Les habitants ont subi durant une dizaine d’heures les affres de l’approche du cyclone: «C’était une nuit de terreur car les rafales de vent faisaient un bruit semblable à celui d’un tracteur qui détruisait tout sur son passage», a raconté pour l’AFP Joel Quin, un habitant de Bilwi âgé de 35 ans qui contemplait avec désarroi les décombres de sa maison.

Giovany Nelson, 34 ans, raconte comment il est resté «enfermé dans une pièce, en entendant le vent qui détruisait le toit» de sa maison. La puissance du cyclone «nous a surpris et nous a rempli d’angoisse», ajoute-t-il.

Les autorités ont acheminé sur zone 88 tonnes de vivres et deux avions de l’armée de l’air ont convoyé sur place dimanche et lundi des militaires et de l’équipement médical.

Inondations soudaines

Les autorités nicaraguayennes ont indiqué avoir évacué 20'000 personnes des îlots au large de la côte et des zones côtières les plus exposées au cyclone et aux inondations.

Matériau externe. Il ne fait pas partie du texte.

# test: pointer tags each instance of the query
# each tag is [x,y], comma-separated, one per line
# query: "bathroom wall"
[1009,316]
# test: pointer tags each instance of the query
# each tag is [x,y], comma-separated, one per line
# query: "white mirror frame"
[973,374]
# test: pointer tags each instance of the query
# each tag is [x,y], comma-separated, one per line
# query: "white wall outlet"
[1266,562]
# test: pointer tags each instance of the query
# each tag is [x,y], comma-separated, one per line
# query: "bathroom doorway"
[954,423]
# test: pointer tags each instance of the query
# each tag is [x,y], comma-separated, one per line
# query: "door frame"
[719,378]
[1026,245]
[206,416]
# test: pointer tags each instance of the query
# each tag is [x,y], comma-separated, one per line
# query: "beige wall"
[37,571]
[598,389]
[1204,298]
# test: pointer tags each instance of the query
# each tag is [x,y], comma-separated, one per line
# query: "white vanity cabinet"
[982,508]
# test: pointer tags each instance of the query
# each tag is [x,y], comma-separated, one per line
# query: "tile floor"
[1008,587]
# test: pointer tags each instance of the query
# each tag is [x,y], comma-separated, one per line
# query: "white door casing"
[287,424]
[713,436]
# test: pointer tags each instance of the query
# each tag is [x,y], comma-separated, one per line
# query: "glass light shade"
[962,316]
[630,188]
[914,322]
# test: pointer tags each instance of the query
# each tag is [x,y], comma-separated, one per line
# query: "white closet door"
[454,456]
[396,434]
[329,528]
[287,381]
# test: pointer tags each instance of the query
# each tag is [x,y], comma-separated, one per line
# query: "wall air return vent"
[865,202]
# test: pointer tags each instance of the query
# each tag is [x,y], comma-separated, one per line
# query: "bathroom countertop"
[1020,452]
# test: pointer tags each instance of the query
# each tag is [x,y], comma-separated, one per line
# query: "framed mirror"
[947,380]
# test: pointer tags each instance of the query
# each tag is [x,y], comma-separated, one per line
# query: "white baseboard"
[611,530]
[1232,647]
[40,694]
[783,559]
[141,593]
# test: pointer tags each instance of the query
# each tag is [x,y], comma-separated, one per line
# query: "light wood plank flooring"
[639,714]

La vice-présidente nicaraguayenne Rosario Murillo a avancé qu’Eta n’avait «pas été aussi catastrophique que prévu en termes de dégâts matériels».

Les pluies d’Eta ont commencé aussi à frapper durement le Honduras voisin. L’adolescente âgée de 13 ans est morte dans les décombres d’une maison de San Pedro Sula (nord), qui s’est effondrée dans un quartier inondé d’où 400 personnes ont été évacuées.

Des pluies diluviennes s’abattaient mardi sur les ports de La Ceiba et de Tela, sur la côte du Honduras (nord). Plus d’une centaine de personnes ont été évacuées après que les rivières en crue Lean et La Masica sont sorties de leurs lits.

Le Programme alimentaire mondial de l’ONU (PAM) a annoncé apporter un «soutien logistique et en télécommunications, avec des dépôts mobiles (de vivres), des bureaux en préfabriqué, des générateurs électriques, des radios et des liaisons par satellite».

Au total, «environ 520'000 habitants sont confrontés au plus fort de l’ouragan», selon le PAM.

Au Salvador, le président Nayib Bukele a déclaré sur la chaîne nationale de radio et de télévision que plus de 100’000 personnes du gouvernement, des institutions de secours, de la police et de l’armée étaient prêtes à aider la population à surmonter les conséquences de l’ouragan et a appelé à suivre des mesures préventives.